A system of tax collection which deprives the commercial and industrial world of the opportunity of basing budgetary and other fiscal planning matters on a firm and consistent standard, rather than on one comparable to shifting sand, it seems to me, is one which should be soundly condemned as not being in the best interest of the national economy.
Also, I find it disturbing that this case manifests another example of the apparent disinclination of the tax collecting authorities to put a hand on the oar in the interest of promoting national uniformity and coherence in the application of federal tax laws. See Ginsburg, Making Tax Law Through the Judicial Process, 70 A.B.A.J. 74, 77 (March 1984) ("The tax law has become an extraordinarily intricate game played to arcane, often conflicting rules that often lack moorings in any discernible policy.").

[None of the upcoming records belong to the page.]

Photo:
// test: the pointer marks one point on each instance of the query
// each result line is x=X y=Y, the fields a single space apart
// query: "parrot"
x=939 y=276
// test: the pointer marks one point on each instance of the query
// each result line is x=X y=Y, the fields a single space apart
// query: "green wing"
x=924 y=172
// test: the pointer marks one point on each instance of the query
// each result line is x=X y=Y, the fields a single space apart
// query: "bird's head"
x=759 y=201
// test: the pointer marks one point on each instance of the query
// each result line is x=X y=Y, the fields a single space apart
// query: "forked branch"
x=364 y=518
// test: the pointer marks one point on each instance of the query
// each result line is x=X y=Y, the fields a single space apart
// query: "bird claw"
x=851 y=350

The Government, of course, had no basis for endeavoring to have the Supreme Court review the Northern States Power decision. But a month later a square conflict among the circuits was created by Pacific Gas. The Government thereupon apparently was willing to forego this silver tray opportunity to seek finality on the troublesome issues presented, and, thereby to seek consistent national construction of the statute. Instead the approach of the Eighth Circuit was adopted although presumably not so in the Ninth Circuit. The Eighth Circuit opinion was a one page opinion affirming a summary judgment in a summary fashion. The Ninth Circuit opinion was by contrast an analytical opinion.
Finally, I am not unmindful that the continued application of the regulation may no longer be a source of other inconsistent opinions as to tax consequences visited on vehicles of the involved types after July 1, 1984. The substantial sum of tax dollars at stake, however, involving such vehicles prior to that date causes a proper resolution of the issue to be of continued vitality and importance. The majority opinion finds in the passage of the 1983 amendment some significance to the effect that Congress was recognizing the rationality of the regulation.
I fail to find any rationality in the adoption of this simplistic approach, although it is bound to increase revenues for highways, an aspect recognizable certainly by the Congress. Clearly the action bears no rational relationship to the issue of whether vehicles merely accepted for use per se contribute to the wear and tear of the highways in the manner that vehicles "customarily used" in combination with heavy trailers do. It strikes me that a reasonably strong inference is presented that Congress was doing nothing more than opting for the money producing aspects of the simplistic test although that test was irrationally related to its own express purpose of imposing the test on vehicles "customarily used." I express no opinion, leaving for further litigation, often indecisive as we know from prior appeals on the general issue, the question of whether removable coupling devices used only occasionally will bring the equipment within the ambit of the 1983 amendment.
For the foregoing reasons, I would reverse and remand for a factual determination of the customary use of this type of utility truck. Accordingly, I dissent.